A sample with my emphases:
In an interview last weekend with German daily the Frankfurter Rundschau , Küng says John Paul II does not merit being presented to the faithful as an example. He says: “John Paul II is universally praised as someone who fought for peace and human rights. But his preaching to the outside world was in total contrast with the way he ran the church from inside, with an authoritarian pontificate which suppressed the rights of both women and theologians.” [Better than Ambien.]
In particular, Küng argues that John Paul’s harsh treatment of Latin American liberation theologians such as Gutierrez and Boff represented the “exact opposite” of decent Christian behaviour. [Actually, they were treated with extreme patience. And this is, of course, a shot at Pope Benedict, who was Prefect of the CDF.] Küng also sees it as totally “logical” that Pope Benedict would be keen to promote the cause of his predecessor but adds: “Wojtyla and Ratzinger are the people most responsible for the chronic sickness of today’s Catholic Church. Behind the sumptuous pomposity of the great Roman liturgy, there looms a total emptiness in many Catholic communities.” [And that is because of John Paul II and Benedict XVI. Not John XXIII or Paul VI. No.]
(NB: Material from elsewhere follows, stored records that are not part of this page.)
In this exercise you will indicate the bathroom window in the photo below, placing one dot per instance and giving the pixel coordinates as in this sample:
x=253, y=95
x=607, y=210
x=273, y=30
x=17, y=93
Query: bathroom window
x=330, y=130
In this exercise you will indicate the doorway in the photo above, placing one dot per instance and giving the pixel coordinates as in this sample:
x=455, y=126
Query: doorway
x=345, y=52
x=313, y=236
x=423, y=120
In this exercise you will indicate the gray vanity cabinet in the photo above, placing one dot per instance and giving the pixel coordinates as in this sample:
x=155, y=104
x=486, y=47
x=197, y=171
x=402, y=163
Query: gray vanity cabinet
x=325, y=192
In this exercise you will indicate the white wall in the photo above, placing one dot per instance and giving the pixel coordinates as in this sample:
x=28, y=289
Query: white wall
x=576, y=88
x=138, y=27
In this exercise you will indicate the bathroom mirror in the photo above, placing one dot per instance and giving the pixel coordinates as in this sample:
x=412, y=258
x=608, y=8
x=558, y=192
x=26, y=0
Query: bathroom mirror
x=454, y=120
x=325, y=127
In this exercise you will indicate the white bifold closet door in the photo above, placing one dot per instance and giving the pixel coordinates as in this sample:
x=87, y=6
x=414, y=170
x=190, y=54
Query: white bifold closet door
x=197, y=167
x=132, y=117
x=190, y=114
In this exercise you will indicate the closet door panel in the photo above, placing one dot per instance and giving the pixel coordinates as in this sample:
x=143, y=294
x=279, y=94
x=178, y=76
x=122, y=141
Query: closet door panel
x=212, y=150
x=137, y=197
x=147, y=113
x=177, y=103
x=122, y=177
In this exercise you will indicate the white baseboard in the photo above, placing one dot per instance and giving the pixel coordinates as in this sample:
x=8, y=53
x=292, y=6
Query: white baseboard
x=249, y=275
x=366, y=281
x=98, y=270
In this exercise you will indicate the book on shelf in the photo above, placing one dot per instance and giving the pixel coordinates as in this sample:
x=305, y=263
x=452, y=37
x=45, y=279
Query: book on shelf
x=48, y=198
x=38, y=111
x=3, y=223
One of the most regularly touted criticisms of this beatification has been its fast-track time scale, given that it comes just six years after the death of John Paul II. Supporters of the late pope point to the fact that, to some extent, this is a beatification that has come about by popular acclamation, given the cries of “Santo subito” (Make him a saint immediately) that rang out in St Peter’s Square on the day of his funeral. [See the irony?]
Küng dismisses this justification, [Wait for it…] arguing that the campaign was manipulated: [ROFL!] “I remember those so-called “spontaneous” posters in St Peter’s Square – all neatly and carefully printed. The whole thing was just a con act by conservative and reactionary Catholic groups, especially those ones that are very strong in Spain, Italy and Poland.” [I supposed union activists and professional protesters were bussed in.]
Isn’t it ironic that when there is – at long last! – a positive response from the Church to a movement “from below”, from the people, Hans Kung and other of his world view find a way to run it down?